The School of Music, founded in 1872, holds the distinction of being one of the few music conservatories to be part of a major research university. That, says Mazurkevich, is what makes the experience for students so rich. “They’re given the chance to explore the world in every direction: intellectual thought, and culture, and politics, and literature. It gives students the incredible opportunity to grow not just as musicians in their own profession, but to be informed and accomplished in many fields.”
In taking on a student, Mazurkevich seeks more than a skilled violinist. “I’m looking for a personality, for imaginative and lively expression,” he says. “You can teach proficiency, but it’s almost impossible to teach musical intuition. I’ll listen to someone play, and suddenly there is a sound or phrase that catches my ear or my feelings. And I think, ‘Aha. There is something that would be interesting to work with.’”
He works with students one on one, and gathers them together every week or two in a studio session, to play for and critique each other. “It helps young violinists to develop some skills for playing publicly,” he says. “There are many people who can play very well in class situations, but when they go onstage they have stage fright and everything changes.” Students also give a number of concerts on campus that are open to the general public.
When a student is learning a new piece, Mazurkevich requires them to research the composer and the period. “They have to know the culture, the period, the style,” he says. “The main thing is that after you know something about the piece, and you’ve practiced and know the notes, you have to make sense of the notes. And that’s a matter of interpretation. I always ask them to do independent thinking, and present the piece in such a way that it makes sense and people will enjoy it.”
Mazurkevich studied at the Moscow Conservatory with world-renowned violinist David Oistrakh. Upon graduation, he was sent to teach at the Kiev Conservatory. “In the old Soviet Union, it was a rule that when you finished your higher education, you were directed to go wherever they sent you and work for three years,” he says. “They could send you to Siberia if they wanted to, and you couldn’t refuse. Fortunately, the Ukrainian government asked that three of us from Ukraine be sent there to help with music education.”

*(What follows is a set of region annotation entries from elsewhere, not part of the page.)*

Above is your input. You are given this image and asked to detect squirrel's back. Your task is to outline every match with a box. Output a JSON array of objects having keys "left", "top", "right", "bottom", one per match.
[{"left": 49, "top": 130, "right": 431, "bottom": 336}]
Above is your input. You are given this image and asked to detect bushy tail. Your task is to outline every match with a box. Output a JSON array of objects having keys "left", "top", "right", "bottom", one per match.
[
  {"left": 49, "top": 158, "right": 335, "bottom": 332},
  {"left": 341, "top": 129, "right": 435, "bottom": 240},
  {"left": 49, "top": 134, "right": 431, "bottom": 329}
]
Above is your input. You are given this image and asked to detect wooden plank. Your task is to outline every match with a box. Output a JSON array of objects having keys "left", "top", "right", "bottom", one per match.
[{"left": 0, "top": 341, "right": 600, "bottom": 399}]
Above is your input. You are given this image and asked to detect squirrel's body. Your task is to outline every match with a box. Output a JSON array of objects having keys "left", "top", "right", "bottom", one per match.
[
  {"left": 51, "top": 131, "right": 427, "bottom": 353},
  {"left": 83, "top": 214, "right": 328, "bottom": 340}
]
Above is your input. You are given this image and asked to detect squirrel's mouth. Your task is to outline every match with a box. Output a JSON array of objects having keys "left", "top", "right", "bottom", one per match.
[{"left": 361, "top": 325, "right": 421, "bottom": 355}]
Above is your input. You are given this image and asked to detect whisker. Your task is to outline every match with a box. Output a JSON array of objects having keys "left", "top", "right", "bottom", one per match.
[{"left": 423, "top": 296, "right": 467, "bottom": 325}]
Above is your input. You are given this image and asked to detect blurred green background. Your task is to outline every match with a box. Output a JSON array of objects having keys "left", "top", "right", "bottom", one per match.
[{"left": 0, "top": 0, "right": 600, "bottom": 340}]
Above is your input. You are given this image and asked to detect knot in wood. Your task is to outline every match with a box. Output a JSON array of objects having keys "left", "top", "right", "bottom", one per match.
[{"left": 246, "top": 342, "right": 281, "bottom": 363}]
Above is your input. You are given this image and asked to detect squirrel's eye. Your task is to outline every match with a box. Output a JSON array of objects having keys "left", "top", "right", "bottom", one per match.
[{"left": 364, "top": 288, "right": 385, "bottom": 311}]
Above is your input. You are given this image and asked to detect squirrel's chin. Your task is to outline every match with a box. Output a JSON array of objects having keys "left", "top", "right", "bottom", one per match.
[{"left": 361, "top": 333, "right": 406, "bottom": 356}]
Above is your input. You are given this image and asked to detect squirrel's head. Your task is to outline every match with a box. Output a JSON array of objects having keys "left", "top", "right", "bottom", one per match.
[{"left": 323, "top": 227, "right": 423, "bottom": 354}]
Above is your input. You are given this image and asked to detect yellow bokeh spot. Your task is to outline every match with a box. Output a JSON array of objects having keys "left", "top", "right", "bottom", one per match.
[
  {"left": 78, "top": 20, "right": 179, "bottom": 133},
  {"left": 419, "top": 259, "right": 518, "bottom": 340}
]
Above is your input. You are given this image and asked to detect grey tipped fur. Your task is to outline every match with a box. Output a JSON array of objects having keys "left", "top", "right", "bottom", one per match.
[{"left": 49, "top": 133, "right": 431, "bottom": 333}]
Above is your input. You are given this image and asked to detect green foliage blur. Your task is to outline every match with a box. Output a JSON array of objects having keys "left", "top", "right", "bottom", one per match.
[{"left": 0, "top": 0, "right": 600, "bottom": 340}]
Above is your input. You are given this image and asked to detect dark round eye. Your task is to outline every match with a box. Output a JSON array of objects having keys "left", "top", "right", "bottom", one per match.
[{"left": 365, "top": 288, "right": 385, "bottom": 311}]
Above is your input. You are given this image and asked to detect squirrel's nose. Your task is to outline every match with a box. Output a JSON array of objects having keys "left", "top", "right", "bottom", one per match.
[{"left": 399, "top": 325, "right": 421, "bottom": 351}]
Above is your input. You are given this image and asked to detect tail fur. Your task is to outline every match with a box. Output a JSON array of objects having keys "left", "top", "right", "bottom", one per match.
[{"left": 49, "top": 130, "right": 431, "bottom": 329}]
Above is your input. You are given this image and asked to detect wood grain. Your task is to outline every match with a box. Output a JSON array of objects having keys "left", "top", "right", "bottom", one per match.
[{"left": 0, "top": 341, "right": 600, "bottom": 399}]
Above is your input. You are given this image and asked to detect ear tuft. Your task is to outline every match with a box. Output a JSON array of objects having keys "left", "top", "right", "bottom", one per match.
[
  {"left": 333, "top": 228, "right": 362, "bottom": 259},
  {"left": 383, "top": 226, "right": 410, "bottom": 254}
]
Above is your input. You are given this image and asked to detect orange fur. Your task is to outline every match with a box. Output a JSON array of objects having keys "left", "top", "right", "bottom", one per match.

In addition to teaching, Mazurkevich won three international competitions and was performing in concerts. But he couldn’t go anywhere without KGB approval. “Sometimes they would allow me to go, but my wife couldn’t go with me,” he says. “She’d be back there like a hostage. As performing violinists, it was important for us to see the world and play everywhere and meet other musicians and develop working relationships. I traveled from time to time, but it was always very difficult and unpredictable. Everybody knows now that the Soviet Union was not a beacon of freedom.”
“I’ll listen to someone play, and suddenly there is a sound or phrase that catches my ear or my feelings. And I think, ‘Aha. There is something that would be interesting to work with.’”
Dana Mazurkevich is Jewish, and when the Soviet Union began allowing Jews to emigrate in the early ’70s, the Mazurkeviches applied and were permitted to leave. They went to Canada before coming to Boston.
Their careers took off—they often play together as a duo—and in 1990 Mazurkevich was invited to join three other native Ukrainians as part of the Leontovich Quartet. “We played our first concert in New York City at the Frick Museum and got a terrific review in the New York Times,” he says. “We became incredibly successful.” His renown has benefited Boston University. “If you’re getting rave reviews, it adds to the reputation of the school. Talented young people have come here because they heard me play in Hong Kong or Korea or Canada. We are still benefiting from activities that were done 10, 20 years ago.”
Many of his students have gone on to play with prominent orchestras, including the Philadelphia Orchestra, Orchestre Symphonique de Montréal, and the Toronto Symphony Orchestra. Others have gone on to teach. Still others have chosen careers outside music. “Some decide it would be more practical to go for another profession, and keep music as something they enjoy in their life,” he says. “Success to me is if someone enjoys what they’re doing, whether in music or not in music. If you can keep playing music and enjoy it, but find something else that fulfills you as well, that’s fine too.”